Toxicological medical evaluation
The participants' clinical status was individually assessed regarding vital signs, anthropometric measurement, otorhinolaryngology and a review of the officers' rib cages, emphasizing cardiovascular and respiratory systems. Clinical signs of ocular and nasal irritation were also evaluated.
Lung function test
A portable spirometer (Jaeger) was used by qualified personnel at the end of the workday, following ATS spirometry criteria and standardization procedures; vital capacity (VC), forced vital capacity (FVC), forced expiratory volume in one second (FEV1) and the CVF/VEF1 ratio were evaluated. These volumes were evaluated at baseline and after bronchodilator administration. Spirometric measurements were interpreted by blinded assessment by an expert on the subject (pulmonologist) for the final report.
Respiratory disorder diagnosis
A diagnosis of lower respiratory tract disorder was defined as being a report of a respiratory symptom (cough, expectoration, wheezing or dyspnea) and/or the presence of clinical signs of impaired breathing (stridor, wheezing, crackles) and/or the presence of spirometric impairment. A diagnosis of upper respiratory tract impairment was defined as being a reported upper respiratory symptom (runny nose, nasal itching, throat clearing, facial pain, etc.) and/or presence of clinical signs of upper respiratory tract disorder (nasal mucosa hyperaemia, profuserhinorrhoea, turbinate hypertrophy, nasal bleeding or stigmata of bleeding, pale nasal mucosa, facial pain on palpation of sinuses, runny posterior epistaxis, oropharynx failure).
SPSS 18.0 for Windows (Chicago, IL, USA) and STATA 9.0.) was used for analyzing the data; Chi-square or Fisher's exact tests were used for finding differences between categorical characteristics' frequency between groups. The F test was used to find differences between the groups' average values. Bivariate analysis involved finding differences between exposed and control groups concerning respiratory symptoms using stratified analysis by estimating and comparing odds ratio (OR), with the respective 95% confidence interval (95% CI). Multivariate analysis (logistic regression model) weighed each factor regarding the outcome or degree of association. A p-value below 0,05 was considered statistically significant.
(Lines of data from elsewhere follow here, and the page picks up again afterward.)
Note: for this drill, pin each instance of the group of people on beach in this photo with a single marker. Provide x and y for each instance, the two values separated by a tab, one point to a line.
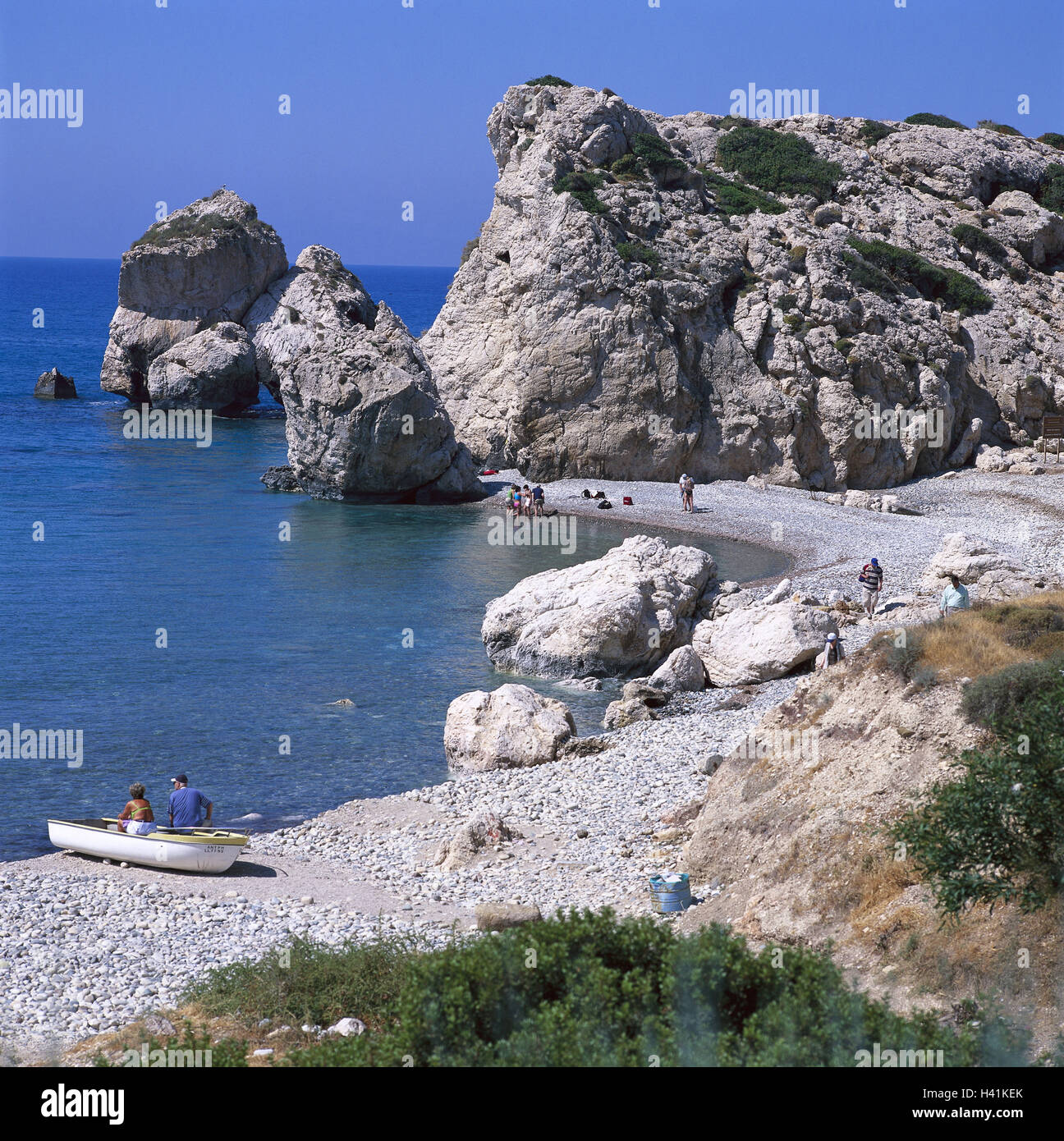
526	501
953	598
187	808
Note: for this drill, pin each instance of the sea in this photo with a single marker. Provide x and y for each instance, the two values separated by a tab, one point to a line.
152	609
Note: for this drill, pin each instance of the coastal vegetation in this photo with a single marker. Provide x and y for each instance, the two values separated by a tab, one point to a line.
585	989
777	163
886	266
873	131
636	251
926	119
655	153
582	186
993	832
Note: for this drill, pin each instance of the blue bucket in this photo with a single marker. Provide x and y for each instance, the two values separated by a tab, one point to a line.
670	896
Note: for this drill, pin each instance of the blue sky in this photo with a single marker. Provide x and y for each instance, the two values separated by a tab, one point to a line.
389	103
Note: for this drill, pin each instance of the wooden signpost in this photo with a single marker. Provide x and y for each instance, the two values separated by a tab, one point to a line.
1053	428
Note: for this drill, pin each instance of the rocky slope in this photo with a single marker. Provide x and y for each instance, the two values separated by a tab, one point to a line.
633	309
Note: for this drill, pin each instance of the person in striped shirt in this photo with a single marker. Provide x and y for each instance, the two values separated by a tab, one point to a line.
871	584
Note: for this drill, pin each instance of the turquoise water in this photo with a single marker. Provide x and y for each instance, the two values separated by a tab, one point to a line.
142	536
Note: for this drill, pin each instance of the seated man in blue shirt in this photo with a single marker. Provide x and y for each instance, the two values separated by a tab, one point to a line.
187	806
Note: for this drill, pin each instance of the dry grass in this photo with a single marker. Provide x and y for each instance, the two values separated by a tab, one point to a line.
967	646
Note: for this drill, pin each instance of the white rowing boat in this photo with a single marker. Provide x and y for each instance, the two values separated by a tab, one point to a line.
181	850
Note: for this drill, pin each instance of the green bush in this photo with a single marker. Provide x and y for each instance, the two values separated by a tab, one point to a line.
997	834
629	166
655	153
321	985
582	186
636	251
1051	190
926	119
988	125
732	199
589	991
874	131
777	163
973	237
953	290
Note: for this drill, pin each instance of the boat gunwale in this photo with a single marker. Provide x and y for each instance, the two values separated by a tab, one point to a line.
230	839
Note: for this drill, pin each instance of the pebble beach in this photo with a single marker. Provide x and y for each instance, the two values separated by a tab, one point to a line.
88	947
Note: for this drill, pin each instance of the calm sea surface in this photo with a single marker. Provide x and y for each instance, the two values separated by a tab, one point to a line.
144	536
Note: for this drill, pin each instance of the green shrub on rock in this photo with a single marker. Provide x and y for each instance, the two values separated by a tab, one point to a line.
926	119
777	163
655	153
883	263
636	251
988	125
628	167
874	131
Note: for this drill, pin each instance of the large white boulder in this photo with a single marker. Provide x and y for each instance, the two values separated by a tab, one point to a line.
608	617
681	672
762	643
511	727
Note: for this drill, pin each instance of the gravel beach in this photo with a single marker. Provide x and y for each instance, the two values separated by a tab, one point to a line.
87	947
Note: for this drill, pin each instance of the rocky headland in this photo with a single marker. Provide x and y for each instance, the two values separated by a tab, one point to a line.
730	298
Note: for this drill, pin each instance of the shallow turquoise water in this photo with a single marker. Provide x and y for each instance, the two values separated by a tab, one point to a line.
262	635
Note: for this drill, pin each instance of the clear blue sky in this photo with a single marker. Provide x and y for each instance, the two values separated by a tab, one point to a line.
389	103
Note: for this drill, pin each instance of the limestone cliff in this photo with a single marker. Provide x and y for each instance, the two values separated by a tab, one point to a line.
657	295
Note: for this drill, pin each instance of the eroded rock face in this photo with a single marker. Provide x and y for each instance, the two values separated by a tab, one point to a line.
751	348
363	418
213	370
608	617
201	265
511	727
762	643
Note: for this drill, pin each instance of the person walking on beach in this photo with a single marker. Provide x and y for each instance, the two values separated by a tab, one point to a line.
832	653
187	806
137	818
871	584
953	598
689	494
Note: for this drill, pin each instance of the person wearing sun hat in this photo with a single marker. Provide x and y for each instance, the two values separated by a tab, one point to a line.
832	654
186	806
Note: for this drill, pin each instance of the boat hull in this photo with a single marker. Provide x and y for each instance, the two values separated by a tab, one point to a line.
198	850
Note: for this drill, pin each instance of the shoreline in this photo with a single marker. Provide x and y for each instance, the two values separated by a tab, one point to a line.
111	945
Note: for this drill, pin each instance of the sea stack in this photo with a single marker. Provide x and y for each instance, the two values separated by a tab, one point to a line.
193	273
362	415
54	386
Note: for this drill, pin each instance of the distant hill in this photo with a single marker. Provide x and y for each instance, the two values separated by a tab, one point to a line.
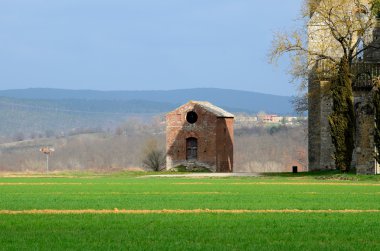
233	100
55	111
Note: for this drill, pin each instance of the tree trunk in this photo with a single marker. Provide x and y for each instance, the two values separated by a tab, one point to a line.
342	119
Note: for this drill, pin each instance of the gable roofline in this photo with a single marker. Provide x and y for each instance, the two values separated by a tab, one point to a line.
219	112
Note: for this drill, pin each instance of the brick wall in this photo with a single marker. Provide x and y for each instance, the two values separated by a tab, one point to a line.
214	135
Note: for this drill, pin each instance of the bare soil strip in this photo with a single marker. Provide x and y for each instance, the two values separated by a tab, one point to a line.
182	211
37	184
282	183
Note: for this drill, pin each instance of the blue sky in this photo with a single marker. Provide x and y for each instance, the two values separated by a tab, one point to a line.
143	44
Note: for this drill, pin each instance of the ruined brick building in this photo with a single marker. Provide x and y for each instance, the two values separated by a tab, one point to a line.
365	70
199	134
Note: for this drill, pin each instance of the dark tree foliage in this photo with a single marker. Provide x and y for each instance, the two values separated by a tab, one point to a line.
342	119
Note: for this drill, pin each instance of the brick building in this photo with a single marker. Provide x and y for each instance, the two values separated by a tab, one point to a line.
199	134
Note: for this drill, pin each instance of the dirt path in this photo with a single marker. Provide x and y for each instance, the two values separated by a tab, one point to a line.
204	175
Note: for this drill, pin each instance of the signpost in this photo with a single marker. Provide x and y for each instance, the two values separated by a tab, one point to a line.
47	151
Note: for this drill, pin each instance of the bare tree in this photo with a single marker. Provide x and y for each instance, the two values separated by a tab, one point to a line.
335	34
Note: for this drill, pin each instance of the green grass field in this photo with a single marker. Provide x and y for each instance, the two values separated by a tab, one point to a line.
34	212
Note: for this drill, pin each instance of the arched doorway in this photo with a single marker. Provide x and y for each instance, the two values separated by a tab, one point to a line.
191	148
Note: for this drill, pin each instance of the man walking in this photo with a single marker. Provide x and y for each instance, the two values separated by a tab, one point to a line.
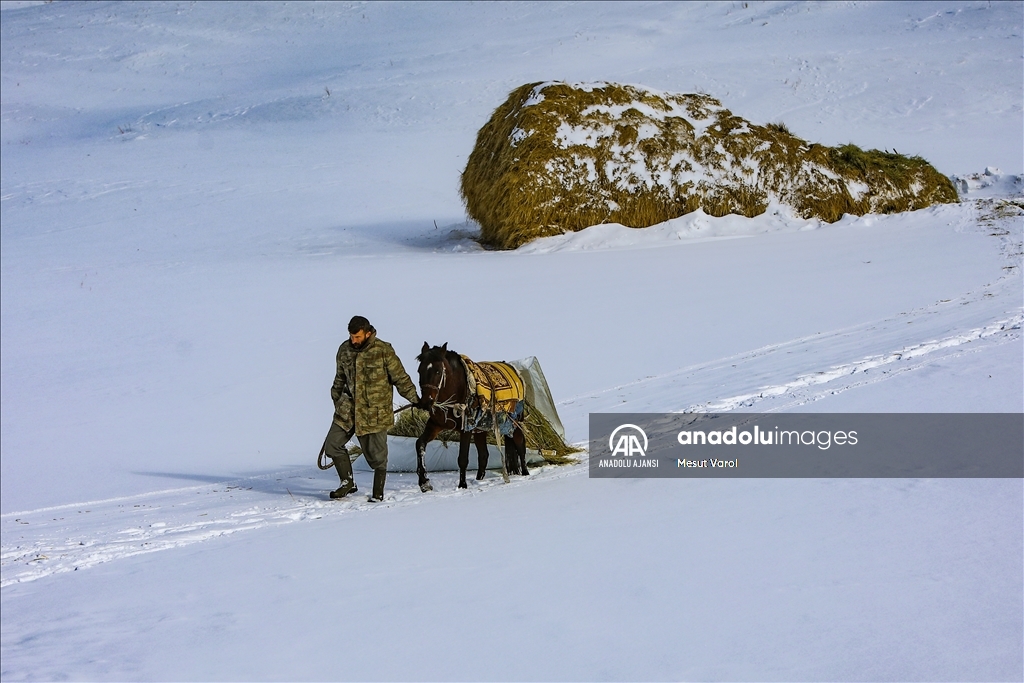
368	368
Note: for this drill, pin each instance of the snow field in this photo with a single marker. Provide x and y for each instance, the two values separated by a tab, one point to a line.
195	199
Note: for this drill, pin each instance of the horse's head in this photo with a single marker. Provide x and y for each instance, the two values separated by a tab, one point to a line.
434	371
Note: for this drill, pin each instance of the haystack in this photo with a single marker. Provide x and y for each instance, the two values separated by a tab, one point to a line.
557	157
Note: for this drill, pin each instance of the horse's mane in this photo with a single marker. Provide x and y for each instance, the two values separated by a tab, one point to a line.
435	353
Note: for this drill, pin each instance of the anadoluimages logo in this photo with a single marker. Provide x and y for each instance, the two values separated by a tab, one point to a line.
629	441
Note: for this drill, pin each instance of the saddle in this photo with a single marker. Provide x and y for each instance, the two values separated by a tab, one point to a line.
497	386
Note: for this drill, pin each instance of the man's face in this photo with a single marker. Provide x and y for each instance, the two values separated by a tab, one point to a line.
358	338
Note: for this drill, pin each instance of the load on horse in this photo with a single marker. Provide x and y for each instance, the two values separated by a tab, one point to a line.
475	398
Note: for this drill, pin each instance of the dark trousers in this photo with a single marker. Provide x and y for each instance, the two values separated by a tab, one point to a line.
374	450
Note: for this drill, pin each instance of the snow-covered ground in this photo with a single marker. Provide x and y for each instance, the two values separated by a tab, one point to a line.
195	200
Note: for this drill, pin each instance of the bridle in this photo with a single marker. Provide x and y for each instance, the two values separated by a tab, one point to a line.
449	403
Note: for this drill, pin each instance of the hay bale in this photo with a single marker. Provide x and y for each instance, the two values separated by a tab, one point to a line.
557	157
540	435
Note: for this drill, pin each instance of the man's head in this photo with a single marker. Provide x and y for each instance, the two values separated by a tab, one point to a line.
359	331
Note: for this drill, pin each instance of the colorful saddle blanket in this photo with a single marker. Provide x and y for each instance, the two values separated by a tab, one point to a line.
497	386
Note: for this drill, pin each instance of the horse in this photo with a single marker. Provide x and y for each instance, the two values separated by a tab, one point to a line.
444	391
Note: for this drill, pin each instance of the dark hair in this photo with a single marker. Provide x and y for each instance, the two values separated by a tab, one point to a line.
359	324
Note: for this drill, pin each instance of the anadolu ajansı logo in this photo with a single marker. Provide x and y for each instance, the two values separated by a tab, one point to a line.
629	441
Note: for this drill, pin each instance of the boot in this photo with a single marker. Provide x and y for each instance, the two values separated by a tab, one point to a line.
380	476
347	480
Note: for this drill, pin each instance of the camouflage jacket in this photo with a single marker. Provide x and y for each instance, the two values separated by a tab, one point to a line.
361	389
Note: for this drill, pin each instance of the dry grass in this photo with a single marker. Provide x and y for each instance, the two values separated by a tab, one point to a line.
537	429
555	158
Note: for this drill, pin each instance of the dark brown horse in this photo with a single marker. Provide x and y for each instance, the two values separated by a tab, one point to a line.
444	392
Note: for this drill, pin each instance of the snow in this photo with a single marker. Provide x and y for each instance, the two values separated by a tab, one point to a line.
195	199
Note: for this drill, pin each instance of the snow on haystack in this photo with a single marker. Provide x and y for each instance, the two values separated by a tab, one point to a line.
559	157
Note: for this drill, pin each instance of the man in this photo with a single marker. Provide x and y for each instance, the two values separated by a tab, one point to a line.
368	368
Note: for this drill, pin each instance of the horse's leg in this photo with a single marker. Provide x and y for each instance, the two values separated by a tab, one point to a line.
429	432
481	454
511	456
519	439
463	459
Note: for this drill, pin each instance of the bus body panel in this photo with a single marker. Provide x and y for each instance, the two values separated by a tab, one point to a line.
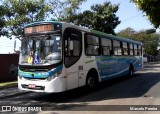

Most of the 574 individuals evaluated were male (average age = 29.9 years-old);there were statistically significant differences between groups regarding gender and educational level (i.e. categorical variables). Higher average age, length of time residing in Bogota and seniority were found in the police office-based group.
The exposed group had greater prevalence regarding a record of respiratory disease (bronchitis, pneumonia, asthma and tuberculosis) (15.5% cf 10.5%) and higher frequency concerning a history of occupational exposure to dust, gases and smoke (40.2% cf 31.2%) compared to office-based police. Natural gas was the most widely used fuel in the agents' homes. The use of personal respiratory protection devices was very low in both study groups (Table 1).
Respiratory symptoms and diagnosis
Regarding respiratory symptoms, the traffic-police group had a higher prevalence of cough (18.% cf 6.2%; OR 3.4: 1.5-8.2 95% CI) and expectoration (19.9% cf 8.2%; OR 2.8:1.3-5.9 95% CI). Reports of lower respiratory tract symptoms were higher in the traffic-police group compared to the office group (37.1% cf 30.9%; OR 1.3: 0.8-2.1 95% CI). The traffic-police group had more prevalent diagnosis of lower (58.7% cf 48.5%; OR 1.5: 0.9-2.3 95% CI) and higher respiratory disorder (79.7% cf 72.2%; OR 1.5: 0.9-2.5 95% CI); however, no statistically significant differences were found (Table 2).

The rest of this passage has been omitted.